Roguelike, The Legend of Zelda, a dual stick shooter, and the twisted mind of Edmund McMillen, part of the team behind Super Meat Boy. Put them all together and you've got The Binding of Isaac, a game that is as unhinged as it is entertaining, as good-looking as it is, well, disgusting. Even still, it's the kind of game you'll play through again and again, just to collect every item and explore every corner of the game's randomly-generated world.
Isaac lives alone with his mom, and they have a very happy life together. One day she hears the voice of god, telling her that Isaac is living in sin and she needs to fix that right away. So, she takes away all of his toys and locks him in his room. That's not enough, however, and to prove her devotion, she had to perform one final task: kill Isaac. But Isaac is a clever little boy and he escapes into the basement before she can catch him. Take that, mom!
As it turns out, the basement isn't a very friendly place, and Isaac now has to deal with all sorts of nauseating abominations. He has a few weapons and power-ups to help him through it all, though. Move around with the [WASD] keys and fire tears (Isaac's weapon of choice) in any direction with the [arrow] keys. You can drop bombs with [E] and use a secondary item (when you obtain one) with the [spacebar]. There are plenty of things to pick up and lots of secrets to find in this deeply-layered basement, and you'll need every trick you've got to survive.
The Binding of Isaac is built around randomly-generated basement levels, items, enemies—everything, really, is created anew each time you play. It's designed this way to make multiple playthroughs not only possible, but entertaining, as you'll be doing quite a few of them. The main goal is to climb deeper into the basement, fighting dozens of enemies and 20 or so boss characters, but the real goal is to collect every item in the game. And there are over 100 of them to find. The catch is each time you die, you lose your power-ups and start over from the beginning. Frustrating? It can be. But it's all a part of the experience!
Analysis: The Binding of Isaac may look similar to the original The Legend of Zelda, but it certainly doesn't look or play that way. It's more of a collect-a-thon arcade game than anything, even though it shares elements with role playing and adventure games. Fast reflexes and a thick skin resistant to failure are the tools you'll need to scratch the surface of this world. Oh, and a high tolerance for all things disgusting.
The high number of unlockable/findable items in The Binding of Isaac makes it kind of irresistible. You could just call it a day after you die, but then again, there are so many neato things to find, why not just one more round? After all, you found chocolate milk and mom's high heels last time, who knows what you could locate in this adventure? The threat of death and losing your power-ups is great, but it's so worth the risk!
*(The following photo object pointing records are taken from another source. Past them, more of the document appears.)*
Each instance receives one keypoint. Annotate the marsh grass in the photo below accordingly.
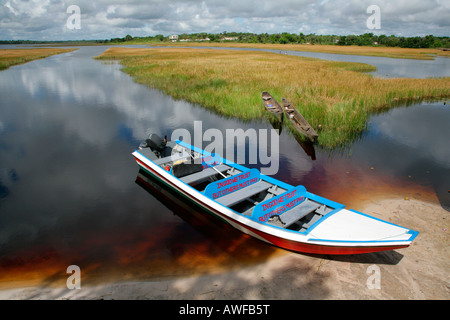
(12, 57)
(388, 52)
(333, 96)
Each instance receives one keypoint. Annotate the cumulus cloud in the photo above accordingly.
(46, 19)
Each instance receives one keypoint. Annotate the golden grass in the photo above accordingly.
(330, 95)
(12, 57)
(389, 52)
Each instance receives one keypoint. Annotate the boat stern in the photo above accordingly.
(352, 229)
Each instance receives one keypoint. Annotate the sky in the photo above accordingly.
(106, 19)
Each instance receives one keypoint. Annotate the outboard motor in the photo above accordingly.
(155, 143)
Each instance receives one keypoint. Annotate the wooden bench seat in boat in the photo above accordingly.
(204, 174)
(289, 217)
(173, 158)
(244, 193)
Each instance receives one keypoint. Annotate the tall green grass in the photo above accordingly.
(336, 98)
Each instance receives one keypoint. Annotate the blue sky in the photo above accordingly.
(105, 19)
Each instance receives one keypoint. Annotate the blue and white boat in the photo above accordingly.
(283, 215)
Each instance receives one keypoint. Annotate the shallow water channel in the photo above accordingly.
(68, 191)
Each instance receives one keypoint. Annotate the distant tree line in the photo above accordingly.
(367, 39)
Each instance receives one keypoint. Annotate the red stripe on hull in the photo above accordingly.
(277, 241)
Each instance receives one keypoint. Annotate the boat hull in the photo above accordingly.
(277, 238)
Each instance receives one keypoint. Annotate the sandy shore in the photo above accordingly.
(418, 272)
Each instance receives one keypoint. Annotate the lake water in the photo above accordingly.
(68, 191)
(386, 67)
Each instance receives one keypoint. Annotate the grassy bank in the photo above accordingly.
(387, 52)
(12, 57)
(331, 95)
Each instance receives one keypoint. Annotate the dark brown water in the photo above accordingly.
(68, 190)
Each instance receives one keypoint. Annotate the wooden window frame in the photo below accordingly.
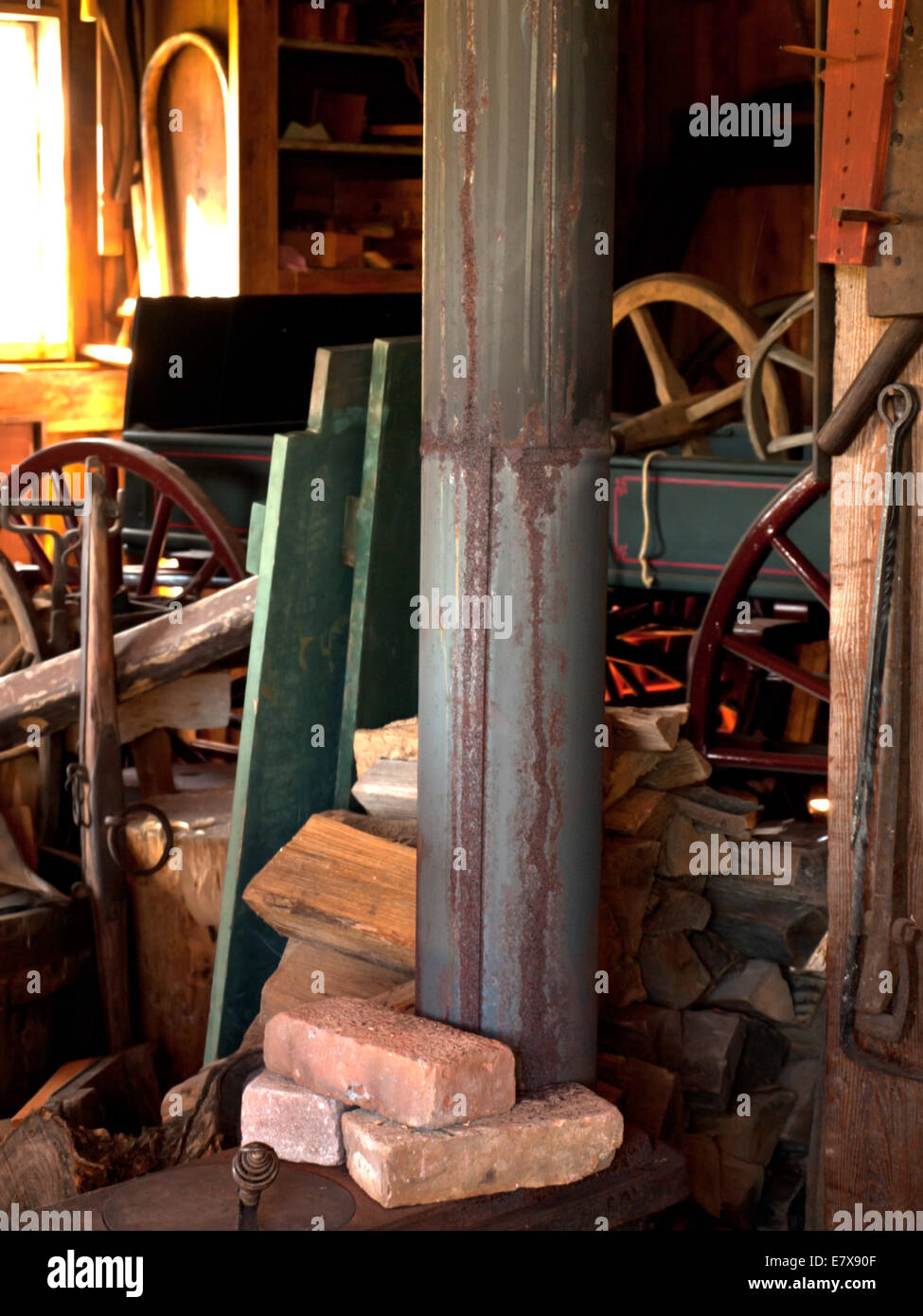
(32, 351)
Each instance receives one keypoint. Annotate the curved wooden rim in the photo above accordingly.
(714, 302)
(169, 479)
(151, 159)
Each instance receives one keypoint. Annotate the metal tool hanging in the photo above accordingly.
(879, 984)
(95, 779)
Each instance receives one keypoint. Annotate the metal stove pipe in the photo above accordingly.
(519, 189)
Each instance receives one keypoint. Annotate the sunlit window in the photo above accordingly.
(33, 225)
There are no real design flaws or trip-ups in The Binding of Isaac. The game plays incredibly smooth with the familiar Super Meat Boy-style artwork covering every object in the game. Barriers to entry include the emphasis on death and replaying levels to find loot and the game's high amount of adult content.
If you can stomach the occasional frustrating death and are ok with the disgusting, The Binding of Isaac is absolutely guaranteed to please. Edmund McMillan, Florian Himsl, and Danny B (the game's composer) have really outdone themselves!